A large cairn marks the spot where FT 795 goes up to the highway. In retrospect, because of the dicey little climb around the waterfall, this is probably the better option for most folks who want see the lower end of the canyon. Just as I was thinking how the little box I had just come through perhaps could be a site for restoring trout to the stream, the stream dimensions changed to 10 feet wide by one inch deep, the shading greenery retreated, and the cow patties appeared. I didn't have time to be disappointed too long, as the creek soon entered another narrow passage, and lo and behold there were fish in murky pools carved in the bedrock, not trout mind you, but shiners and small dace ( I think), but any kind of fish surviving  here seemed like a little miracle. New Mexico Game Fish maps and pamphlets  from the 1970's list this stream as having trout, but I think it's been a long time since anyone has seen one in there. I threw a few rocks in the deep pools,well, because you never know.

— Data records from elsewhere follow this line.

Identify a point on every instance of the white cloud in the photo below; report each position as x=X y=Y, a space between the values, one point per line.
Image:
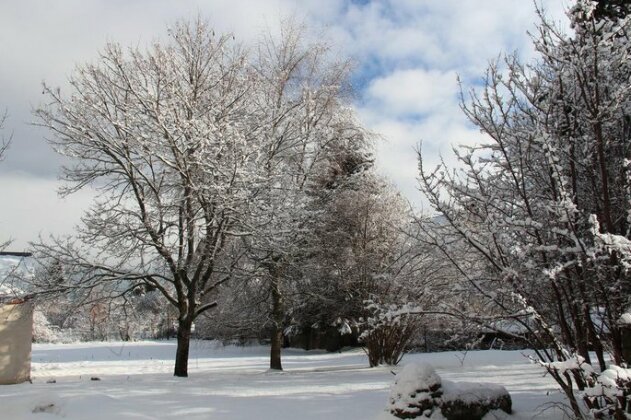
x=414 y=92
x=31 y=207
x=408 y=52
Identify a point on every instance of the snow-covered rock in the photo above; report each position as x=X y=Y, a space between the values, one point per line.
x=418 y=392
x=415 y=388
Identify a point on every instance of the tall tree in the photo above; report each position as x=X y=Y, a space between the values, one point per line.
x=304 y=108
x=161 y=136
x=541 y=207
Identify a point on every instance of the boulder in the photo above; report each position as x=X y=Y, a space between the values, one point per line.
x=415 y=389
x=472 y=401
x=418 y=392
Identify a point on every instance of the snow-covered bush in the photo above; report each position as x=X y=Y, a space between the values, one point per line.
x=388 y=330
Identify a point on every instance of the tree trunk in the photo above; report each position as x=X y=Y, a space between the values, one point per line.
x=278 y=315
x=277 y=343
x=183 y=343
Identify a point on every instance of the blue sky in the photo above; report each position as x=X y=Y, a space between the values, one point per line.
x=407 y=55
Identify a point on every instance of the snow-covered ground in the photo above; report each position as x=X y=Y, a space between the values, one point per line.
x=135 y=382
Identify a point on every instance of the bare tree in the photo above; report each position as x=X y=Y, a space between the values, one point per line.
x=537 y=220
x=162 y=137
x=303 y=103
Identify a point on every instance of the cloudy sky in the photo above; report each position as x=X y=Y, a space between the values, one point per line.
x=407 y=54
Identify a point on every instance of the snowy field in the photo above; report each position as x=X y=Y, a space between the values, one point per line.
x=232 y=383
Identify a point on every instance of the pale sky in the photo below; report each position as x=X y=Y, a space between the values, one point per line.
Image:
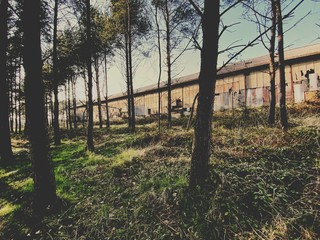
x=305 y=33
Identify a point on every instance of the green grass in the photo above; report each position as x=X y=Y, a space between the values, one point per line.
x=264 y=183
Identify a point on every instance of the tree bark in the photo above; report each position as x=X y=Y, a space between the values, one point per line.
x=107 y=104
x=69 y=105
x=43 y=174
x=6 y=154
x=160 y=68
x=96 y=64
x=56 y=127
x=90 y=146
x=66 y=105
x=281 y=65
x=199 y=171
x=133 y=115
x=19 y=98
x=74 y=102
x=272 y=69
x=128 y=82
x=169 y=65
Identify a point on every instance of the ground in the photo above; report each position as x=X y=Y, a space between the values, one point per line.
x=264 y=182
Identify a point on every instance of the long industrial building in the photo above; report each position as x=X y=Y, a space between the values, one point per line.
x=245 y=83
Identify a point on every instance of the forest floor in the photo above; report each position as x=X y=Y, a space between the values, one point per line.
x=265 y=184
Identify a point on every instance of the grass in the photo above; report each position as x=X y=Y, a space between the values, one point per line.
x=264 y=183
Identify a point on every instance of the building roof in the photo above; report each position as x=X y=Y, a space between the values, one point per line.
x=292 y=55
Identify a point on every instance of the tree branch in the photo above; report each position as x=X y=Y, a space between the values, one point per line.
x=233 y=5
x=199 y=12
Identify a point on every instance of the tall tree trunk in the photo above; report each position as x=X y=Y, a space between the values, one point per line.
x=66 y=105
x=90 y=146
x=86 y=94
x=6 y=154
x=128 y=82
x=107 y=107
x=11 y=103
x=168 y=52
x=51 y=110
x=46 y=107
x=69 y=105
x=96 y=64
x=43 y=174
x=19 y=98
x=129 y=32
x=74 y=102
x=56 y=127
x=15 y=103
x=199 y=172
x=272 y=69
x=283 y=108
x=160 y=68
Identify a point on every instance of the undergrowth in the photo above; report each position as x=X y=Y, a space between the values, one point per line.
x=264 y=183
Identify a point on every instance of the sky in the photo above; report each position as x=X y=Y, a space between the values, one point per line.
x=304 y=33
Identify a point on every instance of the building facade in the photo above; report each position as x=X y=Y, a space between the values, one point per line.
x=245 y=83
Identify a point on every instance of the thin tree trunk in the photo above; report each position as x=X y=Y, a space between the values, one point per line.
x=11 y=103
x=96 y=64
x=160 y=69
x=272 y=69
x=66 y=105
x=283 y=109
x=19 y=97
x=69 y=105
x=86 y=94
x=107 y=107
x=199 y=171
x=128 y=82
x=133 y=115
x=74 y=102
x=6 y=154
x=46 y=108
x=51 y=110
x=192 y=111
x=56 y=127
x=90 y=146
x=168 y=49
x=43 y=174
x=16 y=104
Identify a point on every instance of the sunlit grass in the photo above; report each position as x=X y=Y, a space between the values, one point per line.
x=7 y=208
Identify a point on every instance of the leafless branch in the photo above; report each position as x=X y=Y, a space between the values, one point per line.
x=225 y=27
x=199 y=12
x=235 y=46
x=230 y=7
x=294 y=25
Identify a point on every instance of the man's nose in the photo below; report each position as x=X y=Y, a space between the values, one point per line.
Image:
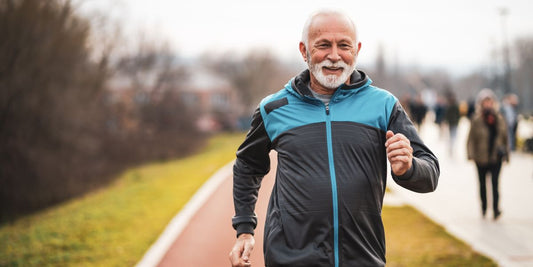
x=334 y=54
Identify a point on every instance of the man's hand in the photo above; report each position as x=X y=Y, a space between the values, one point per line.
x=399 y=153
x=240 y=254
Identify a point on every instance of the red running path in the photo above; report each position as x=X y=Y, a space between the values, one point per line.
x=209 y=237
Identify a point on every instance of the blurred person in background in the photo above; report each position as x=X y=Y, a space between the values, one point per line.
x=452 y=116
x=487 y=146
x=333 y=132
x=418 y=110
x=510 y=113
x=440 y=112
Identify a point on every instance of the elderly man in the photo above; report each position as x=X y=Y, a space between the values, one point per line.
x=333 y=132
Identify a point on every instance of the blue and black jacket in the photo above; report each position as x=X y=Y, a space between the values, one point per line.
x=325 y=207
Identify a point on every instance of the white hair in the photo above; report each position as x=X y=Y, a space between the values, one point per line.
x=322 y=12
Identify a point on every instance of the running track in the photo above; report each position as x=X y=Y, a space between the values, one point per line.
x=209 y=237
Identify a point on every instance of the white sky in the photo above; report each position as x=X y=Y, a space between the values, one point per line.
x=457 y=35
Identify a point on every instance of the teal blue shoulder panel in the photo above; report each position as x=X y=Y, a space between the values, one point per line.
x=286 y=110
x=371 y=106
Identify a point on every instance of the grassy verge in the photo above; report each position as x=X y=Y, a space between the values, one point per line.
x=414 y=240
x=114 y=226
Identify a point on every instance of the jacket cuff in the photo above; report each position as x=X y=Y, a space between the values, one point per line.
x=408 y=174
x=245 y=228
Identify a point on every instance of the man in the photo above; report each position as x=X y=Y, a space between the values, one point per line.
x=333 y=133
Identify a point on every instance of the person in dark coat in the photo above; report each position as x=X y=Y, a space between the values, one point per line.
x=488 y=147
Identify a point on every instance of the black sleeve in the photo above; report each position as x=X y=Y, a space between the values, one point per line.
x=423 y=176
x=251 y=165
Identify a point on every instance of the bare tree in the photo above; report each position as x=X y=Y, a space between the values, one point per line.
x=254 y=76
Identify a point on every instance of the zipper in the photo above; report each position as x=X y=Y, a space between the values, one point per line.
x=333 y=187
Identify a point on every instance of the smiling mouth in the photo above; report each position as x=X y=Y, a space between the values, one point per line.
x=333 y=69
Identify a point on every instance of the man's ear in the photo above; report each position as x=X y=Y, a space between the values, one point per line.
x=303 y=51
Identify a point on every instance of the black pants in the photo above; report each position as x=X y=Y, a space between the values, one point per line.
x=482 y=170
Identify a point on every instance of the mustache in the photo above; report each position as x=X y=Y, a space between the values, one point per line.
x=327 y=63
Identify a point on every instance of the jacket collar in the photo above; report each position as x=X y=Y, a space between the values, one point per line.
x=300 y=82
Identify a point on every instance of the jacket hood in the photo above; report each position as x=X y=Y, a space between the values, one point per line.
x=299 y=83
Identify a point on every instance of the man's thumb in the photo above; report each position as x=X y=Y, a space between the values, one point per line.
x=389 y=134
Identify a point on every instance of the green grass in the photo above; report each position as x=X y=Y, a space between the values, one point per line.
x=114 y=226
x=414 y=240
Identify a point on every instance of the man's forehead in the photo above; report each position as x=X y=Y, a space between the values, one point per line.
x=331 y=24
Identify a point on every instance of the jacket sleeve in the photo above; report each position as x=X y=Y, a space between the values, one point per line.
x=423 y=176
x=251 y=165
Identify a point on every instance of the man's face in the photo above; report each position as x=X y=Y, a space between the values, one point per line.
x=331 y=50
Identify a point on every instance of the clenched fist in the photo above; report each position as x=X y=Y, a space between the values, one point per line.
x=399 y=153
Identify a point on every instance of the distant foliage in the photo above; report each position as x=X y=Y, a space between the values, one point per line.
x=58 y=132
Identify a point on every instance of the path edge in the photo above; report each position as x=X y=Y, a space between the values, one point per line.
x=172 y=231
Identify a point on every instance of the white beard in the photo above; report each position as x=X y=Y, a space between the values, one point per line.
x=331 y=81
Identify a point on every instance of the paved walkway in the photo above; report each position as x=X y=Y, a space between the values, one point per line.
x=456 y=205
x=208 y=237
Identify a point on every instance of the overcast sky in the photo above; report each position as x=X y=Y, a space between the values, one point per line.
x=452 y=34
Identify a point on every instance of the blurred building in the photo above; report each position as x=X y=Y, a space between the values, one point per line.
x=210 y=97
x=213 y=99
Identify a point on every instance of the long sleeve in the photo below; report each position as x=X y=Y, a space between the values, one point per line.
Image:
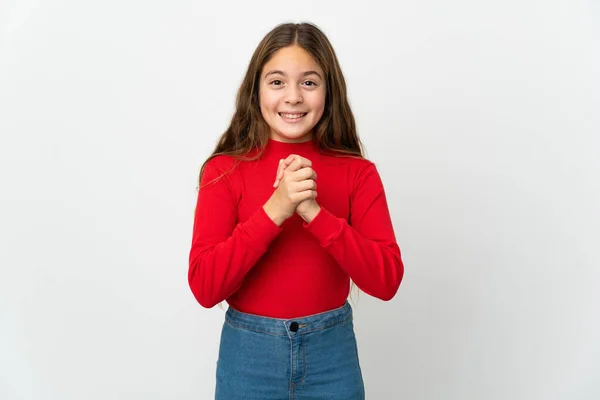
x=222 y=250
x=366 y=248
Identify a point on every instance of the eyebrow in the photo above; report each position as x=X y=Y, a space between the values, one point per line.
x=283 y=73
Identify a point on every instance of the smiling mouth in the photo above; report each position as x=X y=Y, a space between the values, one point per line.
x=292 y=116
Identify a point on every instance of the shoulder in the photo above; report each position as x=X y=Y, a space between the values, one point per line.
x=221 y=162
x=355 y=165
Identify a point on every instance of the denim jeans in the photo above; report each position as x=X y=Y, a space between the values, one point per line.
x=312 y=357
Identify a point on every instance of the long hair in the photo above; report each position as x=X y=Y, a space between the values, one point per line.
x=335 y=132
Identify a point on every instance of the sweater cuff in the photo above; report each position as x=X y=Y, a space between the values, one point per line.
x=326 y=227
x=261 y=229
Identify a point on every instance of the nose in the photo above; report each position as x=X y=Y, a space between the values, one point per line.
x=293 y=95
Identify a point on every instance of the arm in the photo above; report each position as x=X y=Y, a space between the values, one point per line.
x=222 y=250
x=366 y=248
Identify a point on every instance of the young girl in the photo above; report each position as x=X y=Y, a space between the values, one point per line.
x=281 y=256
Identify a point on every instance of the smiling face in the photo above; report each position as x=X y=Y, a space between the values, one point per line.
x=292 y=94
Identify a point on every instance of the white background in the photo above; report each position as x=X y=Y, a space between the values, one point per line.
x=482 y=116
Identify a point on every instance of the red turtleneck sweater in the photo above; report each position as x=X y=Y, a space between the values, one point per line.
x=240 y=255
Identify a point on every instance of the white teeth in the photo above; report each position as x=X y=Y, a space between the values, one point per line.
x=292 y=116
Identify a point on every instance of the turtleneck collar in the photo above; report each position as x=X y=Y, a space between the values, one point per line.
x=279 y=149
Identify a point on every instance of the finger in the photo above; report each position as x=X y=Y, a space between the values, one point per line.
x=303 y=174
x=308 y=184
x=276 y=183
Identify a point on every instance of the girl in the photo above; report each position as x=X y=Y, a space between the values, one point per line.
x=279 y=255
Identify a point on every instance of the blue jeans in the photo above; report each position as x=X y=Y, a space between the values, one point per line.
x=312 y=357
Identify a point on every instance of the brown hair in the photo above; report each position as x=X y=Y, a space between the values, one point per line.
x=336 y=130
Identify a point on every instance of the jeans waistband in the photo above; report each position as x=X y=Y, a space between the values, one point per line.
x=289 y=327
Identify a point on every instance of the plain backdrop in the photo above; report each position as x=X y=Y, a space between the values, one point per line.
x=482 y=117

 Past this section of the creek the valley opened up more.The riparian trees and even the box elders grew scarce. Just alligator junipers now, baking in the heat. Willows, growing well back of the current channel, were trimmed into shrubs.  It was no surprise at all  when I saw my first cows of the day, and contemplated turning around right then, but I trudged on down to the confluence with Silver Creek, which was running.
I looked around for spring that's in the vicinity but couldn't find it.  I thought for several minutes about my original plan to head up Silver Creek and then up Bull Trap Canyon, and finally climb over the little mountain to hike back to  Lower Gallinas. But, just getting to this point had taken longer than I had expected, and I didn't relish trudging up over the ridge, first, because it was warm and humid, second, because I didn't want to be up there when the inevitable thunderstorm hit, and third, because I was plain old tired. So, the walk became and out and back. I met a man on the way out. So that was a total of 2 other human beings and a dog encountered,which by Black Range standards nearly constitutes a crowd. I  thought of  the book No Life for a Lady when she mistakenly thinks the bear tracks she's looking at are those of a barefoot human. I had seen plenty of those same kind of prints in the mud throughout the day and bear scat as well. I gave the hiker a heads up. He probably resented it. People would rather not be reminded they're in bear country.
 It had been a good day, but I was in store for a little more Gila magic. As I walked up the road, scoping out how to best climb that ridge for a future hike into Bull Trap Canyon, several of the creeks namesake "gallinas"(wild turkey hens) and about 20 chicks moved quietly through the tall grass directly in front of me. I moved slowly and they stayed calm going down along the creek.